SourceForge logo
SourceForge logo
Menu

matplotlib-devel

From: vehemental <jim...@gm...> - 2009年06月17日 14:05:53
Hello,
I'm using matplotlib for various tasks beautifully...but on some occasions,
I have to visualize large datasets (in the range of 10M data points) (using
imshow or regular plots)...system start to choke a bit at that point...
I would like to be consistent somehow and not use different tools for
basically similar tasks...
so I'd like some pointers regarding rendering performance...as I would be
interested to be involved in dev is there is something to be done....
To active developers, what's the general feel does matplotlib have room to
spare in its rendering performance?...
or is it pretty tied down to the speed of Agg right now?
Is there something to gain from using the multiprocessing module now
included by default in 2.6?
or even go as far as using something like pyGPU for fast vectorized
computations...?
I've seen around previous discussions about OpenGL being a backend in some
future...
would it really stand up compared to the current backends? is there clues
about that right now?
thanks for any inputs! :D
bye
-- 
View this message in context: http://www.nabble.com/Large-datasets-performance....-tp24074329p24074329.html
Sent from the matplotlib - devel mailing list archive at Nabble.com.
From: Nicolas R. <Nic...@lo...> - 2009年06月17日 14:26:09
Hello,
To give you some hints on performances using OpenGL, you can have a look
at glumpy: http://www.loria.fr/~rougier/tmp/glumpy.tgz
(It requires pyglet for the OpenGL backend).
It is not yet finished but it is usable. Current version allows to
visualize static numpy float32 array up to 8000x8000 and dynamic numpy
float32 array around 500x500 depending on GPU hardware (dynamic means
that you update image at around 30 fps/second).
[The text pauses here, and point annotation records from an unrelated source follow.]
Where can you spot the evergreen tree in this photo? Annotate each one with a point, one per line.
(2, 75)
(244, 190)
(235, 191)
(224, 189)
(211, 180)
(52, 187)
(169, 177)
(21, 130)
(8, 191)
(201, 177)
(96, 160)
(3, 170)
The idea behind glumpy is to directly translate a numpy array into a
texture and to use shaders to make the colormap transformation and
filtering (nearest, bilinear or bicubic).
Nicolas
On Wed, 2009年06月17日 at 07:02 -0700, vehemental wrote:
> Hello,
> 
> I'm using matplotlib for various tasks beautifully...but on some occasions,
> I have to visualize large datasets (in the range of 10M data points) (using
> imshow or regular plots)...system start to choke a bit at that point...
> 
> I would like to be consistent somehow and not use different tools for
> basically similar tasks...
> so I'd like some pointers regarding rendering performance...as I would be
> interested to be involved in dev is there is something to be done....
> 
> To active developers, what's the general feel does matplotlib have room to
> spare in its rendering performance?...
> or is it pretty tied down to the speed of Agg right now?
> Is there something to gain from using the multiprocessing module now
> included by default in 2.6?
> or even go as far as using something like pyGPU for fast vectorized
> computations...?
> 
> I've seen around previous discussions about OpenGL being a backend in some
> future...
> would it really stand up compared to the current backends? is there clues
> about that right now?
> 
> thanks for any inputs! :D
> bye
From: Michael D. <md...@st...> - 2009年06月17日 14:34:13
vehemental wrote:
> Hello,
>
> I'm using matplotlib for various tasks beautifully...but on some occasions,
> I have to visualize large datasets (in the range of 10M data points) (using
> imshow or regular plots)...system start to choke a bit at that point...
> 
The first thing I would check is whether your system becomes starved for 
memory at this point and virtual memory swapping kicks in.
A common technique for faster plotting of image data is to downsample it 
before passing it to matplotlib. Same with line plots -- they can be 
decimated. There is newer/faster path simplification code in SVN trunk 
that may help with complex line plots (when the path.simplify rcParam is 
True). I would suggest starting with that as a baseline to see how much 
performance it already gives over the released version.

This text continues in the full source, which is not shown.